# Quantum Sensing of Weak Radio-Frequency Signals by Pulsed Mollow   Absorption Spectroscopy

**Authors:** Timo Joas, Andreas M. Waeber, Georg Braunbeck, Friedemann Reinhard

arXiv: 1702.06710 · 2021-06-24

## TL;DR

This paper introduces a novel quantum sensing method using Mollow triplet splitting in a nitrogen-vacancy center, enabling detection of GHz microwave fields beyond current sensitivity limits, with potential applications in quantum information and sensing.

## Contribution

It demonstrates a new pulsed dynamical decoupling protocol based on Mollow triplet splitting for enhanced quantum sensing of high-frequency signals.

## Key findings

- Detected GHz microwave fields below current detection limits.
- Achieved sensitivity approaching the spectral linewidth limit.
- Potential for applications in quantum coupling to phonons and photons.

## Abstract

Quantum sensors, qubits sensitive to external fields, have become powerful detectors for various small acoustic and electromagnetic fields.
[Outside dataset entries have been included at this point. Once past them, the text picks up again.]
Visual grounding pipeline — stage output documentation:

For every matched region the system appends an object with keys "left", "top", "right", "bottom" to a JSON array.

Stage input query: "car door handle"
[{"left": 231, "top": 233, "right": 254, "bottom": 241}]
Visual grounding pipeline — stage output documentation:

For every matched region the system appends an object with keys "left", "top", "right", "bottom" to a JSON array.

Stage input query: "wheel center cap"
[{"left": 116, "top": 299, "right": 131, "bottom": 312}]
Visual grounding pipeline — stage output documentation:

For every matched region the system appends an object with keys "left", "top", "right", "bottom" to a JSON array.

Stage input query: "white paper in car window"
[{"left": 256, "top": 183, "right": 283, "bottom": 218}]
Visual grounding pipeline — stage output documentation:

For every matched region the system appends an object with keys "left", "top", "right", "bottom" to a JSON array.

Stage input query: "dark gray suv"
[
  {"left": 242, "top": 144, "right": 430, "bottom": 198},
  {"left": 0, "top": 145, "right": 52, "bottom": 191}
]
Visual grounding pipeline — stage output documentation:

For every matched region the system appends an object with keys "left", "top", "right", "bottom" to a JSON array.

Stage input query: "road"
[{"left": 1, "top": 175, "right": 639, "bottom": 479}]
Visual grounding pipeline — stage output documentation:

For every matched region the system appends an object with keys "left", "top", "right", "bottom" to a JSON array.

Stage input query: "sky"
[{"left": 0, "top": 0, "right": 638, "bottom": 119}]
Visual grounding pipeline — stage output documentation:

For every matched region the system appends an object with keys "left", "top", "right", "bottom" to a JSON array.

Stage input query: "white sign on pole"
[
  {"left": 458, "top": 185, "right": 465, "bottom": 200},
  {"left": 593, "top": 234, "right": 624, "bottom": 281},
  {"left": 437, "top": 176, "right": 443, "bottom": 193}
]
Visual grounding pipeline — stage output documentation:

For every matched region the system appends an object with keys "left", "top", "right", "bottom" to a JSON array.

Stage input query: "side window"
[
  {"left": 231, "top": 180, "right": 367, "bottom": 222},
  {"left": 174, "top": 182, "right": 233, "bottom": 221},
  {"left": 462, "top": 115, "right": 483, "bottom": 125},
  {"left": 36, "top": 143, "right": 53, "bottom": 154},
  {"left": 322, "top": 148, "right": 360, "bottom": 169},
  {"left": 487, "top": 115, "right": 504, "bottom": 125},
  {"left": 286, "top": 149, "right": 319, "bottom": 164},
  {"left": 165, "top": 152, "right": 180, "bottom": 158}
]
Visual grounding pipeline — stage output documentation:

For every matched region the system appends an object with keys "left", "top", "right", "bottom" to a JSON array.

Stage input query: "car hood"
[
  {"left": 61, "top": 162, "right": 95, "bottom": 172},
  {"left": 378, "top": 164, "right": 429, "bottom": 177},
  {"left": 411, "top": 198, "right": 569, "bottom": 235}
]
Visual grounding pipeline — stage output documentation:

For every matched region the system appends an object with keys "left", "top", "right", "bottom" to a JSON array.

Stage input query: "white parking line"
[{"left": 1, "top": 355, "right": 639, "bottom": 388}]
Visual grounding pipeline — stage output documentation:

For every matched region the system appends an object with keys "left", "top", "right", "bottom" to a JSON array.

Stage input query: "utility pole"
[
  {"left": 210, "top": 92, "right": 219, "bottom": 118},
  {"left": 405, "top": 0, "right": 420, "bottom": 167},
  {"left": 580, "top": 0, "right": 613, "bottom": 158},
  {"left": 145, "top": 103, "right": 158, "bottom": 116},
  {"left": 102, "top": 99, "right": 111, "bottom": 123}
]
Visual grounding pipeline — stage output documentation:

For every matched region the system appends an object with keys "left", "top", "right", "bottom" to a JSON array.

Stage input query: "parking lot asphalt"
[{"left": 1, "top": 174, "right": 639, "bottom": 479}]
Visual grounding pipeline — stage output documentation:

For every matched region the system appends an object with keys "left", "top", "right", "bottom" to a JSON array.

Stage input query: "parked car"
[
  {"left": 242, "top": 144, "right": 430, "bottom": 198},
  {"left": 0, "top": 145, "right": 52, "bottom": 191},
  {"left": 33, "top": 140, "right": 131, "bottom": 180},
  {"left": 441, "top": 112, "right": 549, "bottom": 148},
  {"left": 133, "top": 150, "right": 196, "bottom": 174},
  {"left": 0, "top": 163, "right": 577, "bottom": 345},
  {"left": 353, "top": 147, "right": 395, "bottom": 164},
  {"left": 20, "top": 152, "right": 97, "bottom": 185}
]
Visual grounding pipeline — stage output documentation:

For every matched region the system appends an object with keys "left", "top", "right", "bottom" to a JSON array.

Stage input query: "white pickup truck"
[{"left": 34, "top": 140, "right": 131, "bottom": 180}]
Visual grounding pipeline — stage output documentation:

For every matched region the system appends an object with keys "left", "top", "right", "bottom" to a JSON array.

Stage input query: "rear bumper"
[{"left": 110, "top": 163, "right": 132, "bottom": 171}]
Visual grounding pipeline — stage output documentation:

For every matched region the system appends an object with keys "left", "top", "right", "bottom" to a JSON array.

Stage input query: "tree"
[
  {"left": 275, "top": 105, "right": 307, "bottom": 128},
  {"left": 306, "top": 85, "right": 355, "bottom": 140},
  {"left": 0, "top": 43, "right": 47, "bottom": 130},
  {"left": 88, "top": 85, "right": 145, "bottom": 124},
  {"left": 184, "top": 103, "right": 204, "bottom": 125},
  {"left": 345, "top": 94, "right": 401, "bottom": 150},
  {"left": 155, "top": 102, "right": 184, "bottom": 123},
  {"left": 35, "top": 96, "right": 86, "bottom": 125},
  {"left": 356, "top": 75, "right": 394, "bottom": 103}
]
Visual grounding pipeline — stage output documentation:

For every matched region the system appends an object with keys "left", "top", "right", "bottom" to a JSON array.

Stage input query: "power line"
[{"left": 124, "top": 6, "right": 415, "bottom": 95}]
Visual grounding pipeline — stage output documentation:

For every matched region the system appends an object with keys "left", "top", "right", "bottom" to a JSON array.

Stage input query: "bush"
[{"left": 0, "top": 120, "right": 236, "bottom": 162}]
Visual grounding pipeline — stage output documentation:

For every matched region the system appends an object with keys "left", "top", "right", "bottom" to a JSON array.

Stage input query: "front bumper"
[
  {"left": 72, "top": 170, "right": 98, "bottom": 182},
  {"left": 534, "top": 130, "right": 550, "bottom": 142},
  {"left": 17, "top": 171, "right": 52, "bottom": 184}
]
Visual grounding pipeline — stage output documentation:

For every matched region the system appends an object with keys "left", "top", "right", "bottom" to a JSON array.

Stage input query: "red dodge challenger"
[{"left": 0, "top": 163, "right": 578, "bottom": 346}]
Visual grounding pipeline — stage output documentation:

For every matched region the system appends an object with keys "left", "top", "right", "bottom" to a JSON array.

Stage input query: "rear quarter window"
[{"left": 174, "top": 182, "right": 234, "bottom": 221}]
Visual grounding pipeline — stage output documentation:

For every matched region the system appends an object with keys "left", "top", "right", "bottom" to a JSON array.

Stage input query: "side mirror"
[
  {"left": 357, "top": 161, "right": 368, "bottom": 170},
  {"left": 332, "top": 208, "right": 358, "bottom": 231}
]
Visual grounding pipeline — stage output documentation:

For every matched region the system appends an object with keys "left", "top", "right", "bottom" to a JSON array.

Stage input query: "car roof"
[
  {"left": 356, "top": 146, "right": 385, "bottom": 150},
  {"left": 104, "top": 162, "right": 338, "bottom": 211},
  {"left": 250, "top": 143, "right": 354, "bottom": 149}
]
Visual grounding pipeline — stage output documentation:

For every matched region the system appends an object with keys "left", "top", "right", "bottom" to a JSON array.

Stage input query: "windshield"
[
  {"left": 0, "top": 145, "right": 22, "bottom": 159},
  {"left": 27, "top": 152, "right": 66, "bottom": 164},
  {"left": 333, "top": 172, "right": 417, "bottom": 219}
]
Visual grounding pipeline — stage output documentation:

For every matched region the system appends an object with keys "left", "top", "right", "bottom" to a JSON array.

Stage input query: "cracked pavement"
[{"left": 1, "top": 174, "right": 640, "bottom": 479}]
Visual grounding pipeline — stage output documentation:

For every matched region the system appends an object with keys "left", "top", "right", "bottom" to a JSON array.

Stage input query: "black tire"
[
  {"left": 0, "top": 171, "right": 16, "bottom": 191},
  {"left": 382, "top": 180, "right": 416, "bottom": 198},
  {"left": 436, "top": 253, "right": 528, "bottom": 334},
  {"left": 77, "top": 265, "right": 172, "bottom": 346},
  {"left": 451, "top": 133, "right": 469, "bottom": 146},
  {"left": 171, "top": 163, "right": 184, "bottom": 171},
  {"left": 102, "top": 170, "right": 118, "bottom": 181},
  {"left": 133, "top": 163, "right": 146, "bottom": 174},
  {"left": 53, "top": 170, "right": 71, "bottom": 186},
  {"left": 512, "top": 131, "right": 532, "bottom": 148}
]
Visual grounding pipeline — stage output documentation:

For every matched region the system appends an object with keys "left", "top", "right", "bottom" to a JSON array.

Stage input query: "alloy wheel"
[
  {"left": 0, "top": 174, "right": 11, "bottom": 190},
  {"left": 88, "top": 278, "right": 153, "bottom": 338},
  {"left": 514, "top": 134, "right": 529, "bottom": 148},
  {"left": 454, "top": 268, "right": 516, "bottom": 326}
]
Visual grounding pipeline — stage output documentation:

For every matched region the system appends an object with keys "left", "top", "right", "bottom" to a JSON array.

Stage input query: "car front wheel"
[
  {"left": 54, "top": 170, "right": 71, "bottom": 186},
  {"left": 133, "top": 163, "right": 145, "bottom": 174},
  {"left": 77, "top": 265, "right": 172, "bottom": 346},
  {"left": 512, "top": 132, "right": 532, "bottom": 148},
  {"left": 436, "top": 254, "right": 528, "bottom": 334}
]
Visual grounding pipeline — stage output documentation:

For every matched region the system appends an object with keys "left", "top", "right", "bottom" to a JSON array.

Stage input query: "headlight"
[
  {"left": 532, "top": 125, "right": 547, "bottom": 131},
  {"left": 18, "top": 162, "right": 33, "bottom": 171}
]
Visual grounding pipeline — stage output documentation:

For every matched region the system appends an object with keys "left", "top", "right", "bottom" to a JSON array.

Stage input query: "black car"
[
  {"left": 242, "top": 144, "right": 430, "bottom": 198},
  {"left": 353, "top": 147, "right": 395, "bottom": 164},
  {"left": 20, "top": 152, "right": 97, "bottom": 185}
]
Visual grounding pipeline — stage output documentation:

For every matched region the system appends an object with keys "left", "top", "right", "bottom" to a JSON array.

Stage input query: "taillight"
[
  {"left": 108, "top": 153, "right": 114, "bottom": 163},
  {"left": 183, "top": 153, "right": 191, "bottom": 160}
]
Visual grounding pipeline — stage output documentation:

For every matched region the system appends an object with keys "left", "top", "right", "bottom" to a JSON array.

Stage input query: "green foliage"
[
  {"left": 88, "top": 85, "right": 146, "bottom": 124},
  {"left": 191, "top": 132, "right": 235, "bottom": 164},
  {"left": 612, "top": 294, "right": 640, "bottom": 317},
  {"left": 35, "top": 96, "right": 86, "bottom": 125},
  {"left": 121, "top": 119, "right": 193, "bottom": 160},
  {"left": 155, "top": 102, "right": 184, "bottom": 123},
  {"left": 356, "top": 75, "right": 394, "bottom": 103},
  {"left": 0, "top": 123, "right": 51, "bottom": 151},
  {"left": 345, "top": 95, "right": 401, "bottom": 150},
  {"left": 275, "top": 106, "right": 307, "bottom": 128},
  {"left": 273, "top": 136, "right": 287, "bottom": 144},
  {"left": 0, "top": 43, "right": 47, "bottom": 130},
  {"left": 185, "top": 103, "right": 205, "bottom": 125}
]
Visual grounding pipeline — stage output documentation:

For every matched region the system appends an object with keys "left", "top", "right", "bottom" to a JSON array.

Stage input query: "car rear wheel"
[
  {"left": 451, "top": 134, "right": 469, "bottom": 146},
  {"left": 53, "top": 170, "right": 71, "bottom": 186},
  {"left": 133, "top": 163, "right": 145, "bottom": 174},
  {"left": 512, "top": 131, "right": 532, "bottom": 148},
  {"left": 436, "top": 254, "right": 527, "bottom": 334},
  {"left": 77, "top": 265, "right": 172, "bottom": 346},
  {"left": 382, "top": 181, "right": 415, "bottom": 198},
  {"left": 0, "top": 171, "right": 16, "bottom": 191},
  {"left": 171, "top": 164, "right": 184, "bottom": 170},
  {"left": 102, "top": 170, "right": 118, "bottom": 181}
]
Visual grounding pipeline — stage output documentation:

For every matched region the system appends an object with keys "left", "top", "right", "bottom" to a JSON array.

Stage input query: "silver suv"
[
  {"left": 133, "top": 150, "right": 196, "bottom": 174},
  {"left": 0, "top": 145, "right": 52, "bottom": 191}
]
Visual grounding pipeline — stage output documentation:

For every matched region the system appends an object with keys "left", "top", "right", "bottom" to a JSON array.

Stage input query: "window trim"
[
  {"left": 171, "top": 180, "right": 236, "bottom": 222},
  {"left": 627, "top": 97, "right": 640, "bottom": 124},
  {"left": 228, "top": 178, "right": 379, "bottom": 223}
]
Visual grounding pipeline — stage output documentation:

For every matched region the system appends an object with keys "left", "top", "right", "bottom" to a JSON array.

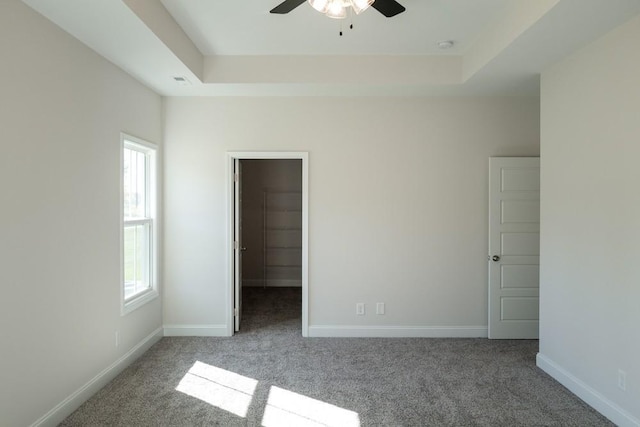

A major key to their success have been dynamical decoupling protocols which enhance sensitivity to weak oscillating (AC) signals. Currently, those methods are limited to signal frequencies below a few MHz. Here we harness a quantum-optical effect, the Mollow triplet splitting of a strongly driven two-level system, to overcome this limitation. We microscopically understand this effect as a pulsed dynamical decoupling protocol and find that it enables sensitive detection of fields close to the driven transition. Employing a nitrogen-vacancy center, we detect GHz microwave fields with a signal strength (Rabi frequency) below the current detection limit, which is set by the center's spectral linewidth 1/T2*. Pushing detection sensitivity to the much lower 1/T2 limit, this scheme could enable various applications, most prominently coherent coupling to single phonons and microwave photons.